Saturday, August 22, 2009

Bring On the Empty Orchestras


Though the word karaoke (literally "empty orchestra") is Japanese, and a drummer named Daisuke Inoue is generally credited with its invention, it was a Filipino who patented a machine which he called Minus One, which Filipino musical performers carried with them throughout Asia. Although the Japanese disputed it, Roberto Del Rosario was granted a patent for his karaoke machine in 1983. So, when the first time machine is invented and we are at last allowed to travel back in time, remember that it is Mr. Rosario, and not Inoue, who should be shot in the cradle.

Until that eventuality, karaoke will remain immensely popular here in the Philippines. For Filipinos, the object of karaoke is not to sing well, although they enjoy good singing as much as anyone else. Once anyone gets his hands on a microphone and performs the usual sound test by saying "hello hello", the object of karaoke is to sing one's heart out. If it often sounds like screaming to an unaccustomed listener, it is only because of all the force of pent-up emotion, electrically amplified to several decibels above eardrum-splitting, that has no other outlet.

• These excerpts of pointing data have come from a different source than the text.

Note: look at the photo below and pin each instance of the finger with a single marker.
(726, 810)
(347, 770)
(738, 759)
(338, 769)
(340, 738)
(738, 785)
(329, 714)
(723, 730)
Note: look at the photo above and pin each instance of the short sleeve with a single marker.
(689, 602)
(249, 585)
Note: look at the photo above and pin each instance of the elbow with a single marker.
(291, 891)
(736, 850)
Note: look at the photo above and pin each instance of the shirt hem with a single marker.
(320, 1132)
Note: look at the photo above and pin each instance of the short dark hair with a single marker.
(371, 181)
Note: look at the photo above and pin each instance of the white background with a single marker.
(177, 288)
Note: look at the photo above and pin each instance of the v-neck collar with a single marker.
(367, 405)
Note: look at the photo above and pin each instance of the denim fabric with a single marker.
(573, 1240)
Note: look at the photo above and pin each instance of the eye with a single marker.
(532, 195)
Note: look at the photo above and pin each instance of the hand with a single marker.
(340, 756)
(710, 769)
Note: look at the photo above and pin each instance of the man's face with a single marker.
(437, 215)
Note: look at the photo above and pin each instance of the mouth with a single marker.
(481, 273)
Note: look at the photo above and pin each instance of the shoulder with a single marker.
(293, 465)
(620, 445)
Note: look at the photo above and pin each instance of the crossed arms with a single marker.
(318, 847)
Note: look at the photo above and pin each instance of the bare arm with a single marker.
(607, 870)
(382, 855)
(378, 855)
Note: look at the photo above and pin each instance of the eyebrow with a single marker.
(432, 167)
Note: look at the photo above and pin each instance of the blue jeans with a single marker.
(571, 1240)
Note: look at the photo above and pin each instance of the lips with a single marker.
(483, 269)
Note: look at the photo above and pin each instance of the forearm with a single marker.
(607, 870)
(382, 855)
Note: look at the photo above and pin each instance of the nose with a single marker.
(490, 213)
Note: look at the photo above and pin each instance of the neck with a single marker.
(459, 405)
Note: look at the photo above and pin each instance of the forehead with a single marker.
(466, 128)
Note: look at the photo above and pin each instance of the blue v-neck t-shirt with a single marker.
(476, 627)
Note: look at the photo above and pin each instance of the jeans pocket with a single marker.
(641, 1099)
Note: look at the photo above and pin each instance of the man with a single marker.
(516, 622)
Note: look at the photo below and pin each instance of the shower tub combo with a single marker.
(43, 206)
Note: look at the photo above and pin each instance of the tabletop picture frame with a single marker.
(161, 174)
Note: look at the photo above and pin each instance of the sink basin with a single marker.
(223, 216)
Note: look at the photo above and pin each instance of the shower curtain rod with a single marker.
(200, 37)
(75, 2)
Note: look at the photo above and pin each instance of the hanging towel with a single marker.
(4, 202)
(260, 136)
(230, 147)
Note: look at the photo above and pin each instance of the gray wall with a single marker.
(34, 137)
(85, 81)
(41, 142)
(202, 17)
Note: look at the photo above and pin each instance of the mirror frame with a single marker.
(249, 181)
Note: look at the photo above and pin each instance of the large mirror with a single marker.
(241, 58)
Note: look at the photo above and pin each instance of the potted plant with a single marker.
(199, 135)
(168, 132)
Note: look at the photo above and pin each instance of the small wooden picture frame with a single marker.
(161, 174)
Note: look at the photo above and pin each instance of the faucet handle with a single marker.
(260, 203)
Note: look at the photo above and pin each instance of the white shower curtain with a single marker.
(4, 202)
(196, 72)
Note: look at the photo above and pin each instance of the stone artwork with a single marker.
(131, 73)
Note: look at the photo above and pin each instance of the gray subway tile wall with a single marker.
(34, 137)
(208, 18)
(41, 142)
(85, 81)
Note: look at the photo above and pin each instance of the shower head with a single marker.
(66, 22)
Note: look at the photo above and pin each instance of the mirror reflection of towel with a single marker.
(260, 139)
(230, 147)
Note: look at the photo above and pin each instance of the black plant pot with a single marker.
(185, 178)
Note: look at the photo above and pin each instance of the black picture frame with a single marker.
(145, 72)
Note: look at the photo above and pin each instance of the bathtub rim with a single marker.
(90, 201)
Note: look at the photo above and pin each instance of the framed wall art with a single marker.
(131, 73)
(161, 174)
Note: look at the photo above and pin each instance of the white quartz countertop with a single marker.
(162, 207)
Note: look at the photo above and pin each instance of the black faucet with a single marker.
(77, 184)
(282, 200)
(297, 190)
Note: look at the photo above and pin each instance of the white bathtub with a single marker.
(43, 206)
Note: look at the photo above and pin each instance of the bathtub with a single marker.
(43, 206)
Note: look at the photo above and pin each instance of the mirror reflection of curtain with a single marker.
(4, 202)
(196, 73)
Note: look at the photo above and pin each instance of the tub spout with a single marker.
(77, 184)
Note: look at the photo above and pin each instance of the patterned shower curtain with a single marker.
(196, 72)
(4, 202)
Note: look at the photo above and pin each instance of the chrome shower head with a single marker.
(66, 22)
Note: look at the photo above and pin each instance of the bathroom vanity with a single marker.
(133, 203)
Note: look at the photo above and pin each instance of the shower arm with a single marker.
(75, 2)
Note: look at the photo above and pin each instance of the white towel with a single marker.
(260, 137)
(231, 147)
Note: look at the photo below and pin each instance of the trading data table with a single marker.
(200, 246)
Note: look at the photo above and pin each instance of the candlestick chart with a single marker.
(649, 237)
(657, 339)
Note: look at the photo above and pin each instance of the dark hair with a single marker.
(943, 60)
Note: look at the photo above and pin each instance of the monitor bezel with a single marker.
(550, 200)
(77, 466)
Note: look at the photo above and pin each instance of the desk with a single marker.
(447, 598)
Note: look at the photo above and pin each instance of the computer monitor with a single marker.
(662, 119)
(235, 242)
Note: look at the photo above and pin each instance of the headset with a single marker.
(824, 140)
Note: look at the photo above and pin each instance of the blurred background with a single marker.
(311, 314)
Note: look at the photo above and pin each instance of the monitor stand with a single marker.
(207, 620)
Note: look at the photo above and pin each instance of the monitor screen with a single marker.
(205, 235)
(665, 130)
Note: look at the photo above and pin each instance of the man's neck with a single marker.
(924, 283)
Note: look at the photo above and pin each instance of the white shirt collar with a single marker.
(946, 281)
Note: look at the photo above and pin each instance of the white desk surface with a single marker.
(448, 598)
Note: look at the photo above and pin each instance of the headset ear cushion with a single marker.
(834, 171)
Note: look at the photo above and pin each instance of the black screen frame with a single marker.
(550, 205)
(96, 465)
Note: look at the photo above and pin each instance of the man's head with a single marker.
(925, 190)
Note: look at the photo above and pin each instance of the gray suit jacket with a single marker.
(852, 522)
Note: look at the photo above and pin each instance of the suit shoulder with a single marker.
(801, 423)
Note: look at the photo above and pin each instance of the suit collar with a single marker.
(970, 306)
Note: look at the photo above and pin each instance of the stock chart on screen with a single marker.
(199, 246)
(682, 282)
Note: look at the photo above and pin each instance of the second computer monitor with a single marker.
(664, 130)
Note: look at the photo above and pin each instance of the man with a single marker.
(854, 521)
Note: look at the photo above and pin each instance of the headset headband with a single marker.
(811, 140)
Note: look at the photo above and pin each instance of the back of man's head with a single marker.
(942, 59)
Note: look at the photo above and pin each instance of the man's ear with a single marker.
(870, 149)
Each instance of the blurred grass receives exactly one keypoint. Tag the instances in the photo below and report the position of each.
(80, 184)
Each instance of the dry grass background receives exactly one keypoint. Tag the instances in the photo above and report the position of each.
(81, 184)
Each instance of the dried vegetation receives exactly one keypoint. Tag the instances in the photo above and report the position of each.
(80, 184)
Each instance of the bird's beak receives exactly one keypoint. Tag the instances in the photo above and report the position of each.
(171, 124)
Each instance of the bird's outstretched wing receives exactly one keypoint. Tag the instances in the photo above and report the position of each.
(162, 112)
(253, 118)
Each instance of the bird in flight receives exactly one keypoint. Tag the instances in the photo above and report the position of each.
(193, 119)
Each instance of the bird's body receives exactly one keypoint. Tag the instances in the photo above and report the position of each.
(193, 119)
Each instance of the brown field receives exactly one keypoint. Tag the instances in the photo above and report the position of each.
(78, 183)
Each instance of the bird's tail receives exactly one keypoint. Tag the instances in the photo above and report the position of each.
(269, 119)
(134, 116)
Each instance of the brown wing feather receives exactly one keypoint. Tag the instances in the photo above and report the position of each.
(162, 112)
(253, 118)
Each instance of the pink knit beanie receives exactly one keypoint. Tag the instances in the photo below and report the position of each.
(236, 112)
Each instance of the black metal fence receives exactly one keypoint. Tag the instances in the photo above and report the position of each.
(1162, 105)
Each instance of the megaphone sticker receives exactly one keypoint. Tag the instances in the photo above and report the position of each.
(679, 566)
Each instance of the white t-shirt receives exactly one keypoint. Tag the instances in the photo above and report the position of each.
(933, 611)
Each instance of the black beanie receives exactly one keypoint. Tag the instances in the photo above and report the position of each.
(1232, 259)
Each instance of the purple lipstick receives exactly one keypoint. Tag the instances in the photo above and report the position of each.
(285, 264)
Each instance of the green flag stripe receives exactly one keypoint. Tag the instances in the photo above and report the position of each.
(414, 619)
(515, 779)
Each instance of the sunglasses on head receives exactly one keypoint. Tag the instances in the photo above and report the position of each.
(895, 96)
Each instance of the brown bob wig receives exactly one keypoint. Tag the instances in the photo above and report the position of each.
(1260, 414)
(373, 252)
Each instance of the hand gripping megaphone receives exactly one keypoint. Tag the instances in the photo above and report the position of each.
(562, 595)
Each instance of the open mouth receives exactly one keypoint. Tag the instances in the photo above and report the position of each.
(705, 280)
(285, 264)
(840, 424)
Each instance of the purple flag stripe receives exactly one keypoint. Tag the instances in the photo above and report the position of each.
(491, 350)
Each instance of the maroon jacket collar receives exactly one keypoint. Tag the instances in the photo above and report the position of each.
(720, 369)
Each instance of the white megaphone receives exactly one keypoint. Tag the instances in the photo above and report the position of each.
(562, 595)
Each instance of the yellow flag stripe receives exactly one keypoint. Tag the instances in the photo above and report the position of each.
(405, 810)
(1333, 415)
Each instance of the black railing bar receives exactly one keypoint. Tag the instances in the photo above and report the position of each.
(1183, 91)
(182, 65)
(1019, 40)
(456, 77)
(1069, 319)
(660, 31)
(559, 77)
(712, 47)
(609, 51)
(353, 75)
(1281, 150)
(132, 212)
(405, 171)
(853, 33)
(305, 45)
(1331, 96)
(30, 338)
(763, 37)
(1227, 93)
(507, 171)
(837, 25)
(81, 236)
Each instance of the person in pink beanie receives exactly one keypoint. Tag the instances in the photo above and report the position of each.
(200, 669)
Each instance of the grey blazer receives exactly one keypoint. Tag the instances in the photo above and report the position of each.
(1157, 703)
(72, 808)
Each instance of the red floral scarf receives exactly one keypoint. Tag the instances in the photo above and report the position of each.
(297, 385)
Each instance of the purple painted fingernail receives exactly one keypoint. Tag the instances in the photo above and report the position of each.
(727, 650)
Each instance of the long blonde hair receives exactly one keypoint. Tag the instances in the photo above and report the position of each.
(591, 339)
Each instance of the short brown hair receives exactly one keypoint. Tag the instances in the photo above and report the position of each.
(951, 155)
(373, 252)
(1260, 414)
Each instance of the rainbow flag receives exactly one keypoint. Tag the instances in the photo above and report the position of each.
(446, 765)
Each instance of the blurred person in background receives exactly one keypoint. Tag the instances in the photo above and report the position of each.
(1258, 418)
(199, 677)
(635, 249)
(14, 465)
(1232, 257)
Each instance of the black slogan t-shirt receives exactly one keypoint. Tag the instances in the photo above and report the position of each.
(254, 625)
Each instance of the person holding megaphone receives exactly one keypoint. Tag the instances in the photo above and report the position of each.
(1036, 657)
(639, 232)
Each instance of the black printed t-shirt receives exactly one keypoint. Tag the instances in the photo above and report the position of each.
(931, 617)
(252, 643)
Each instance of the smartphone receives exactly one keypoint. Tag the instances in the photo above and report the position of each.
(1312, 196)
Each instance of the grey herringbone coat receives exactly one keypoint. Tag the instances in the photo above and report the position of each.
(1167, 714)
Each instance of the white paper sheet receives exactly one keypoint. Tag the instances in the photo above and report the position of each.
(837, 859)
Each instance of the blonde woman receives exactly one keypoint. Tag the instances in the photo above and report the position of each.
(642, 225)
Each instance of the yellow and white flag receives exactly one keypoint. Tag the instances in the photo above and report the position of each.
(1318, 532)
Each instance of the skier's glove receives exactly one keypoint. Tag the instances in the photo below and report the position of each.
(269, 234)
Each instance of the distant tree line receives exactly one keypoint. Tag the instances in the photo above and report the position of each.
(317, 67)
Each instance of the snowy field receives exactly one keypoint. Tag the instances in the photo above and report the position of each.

And so, what you hear when a Filipino picks up the microphone is a week's - or a lifetime's - worth of forbearance, unexpressed feelings, and swallowed replies, all coming out in the words and approximated music of some platitudinous popular song. The singer might not hit a single note squarely, but if his heart is in his throat, as it will be when the tuba or Red Horse or ginebra kicks in, you will not hear as much passion in La Scala, the Paris Opera and The Met rolled into one overloaded karaoke player.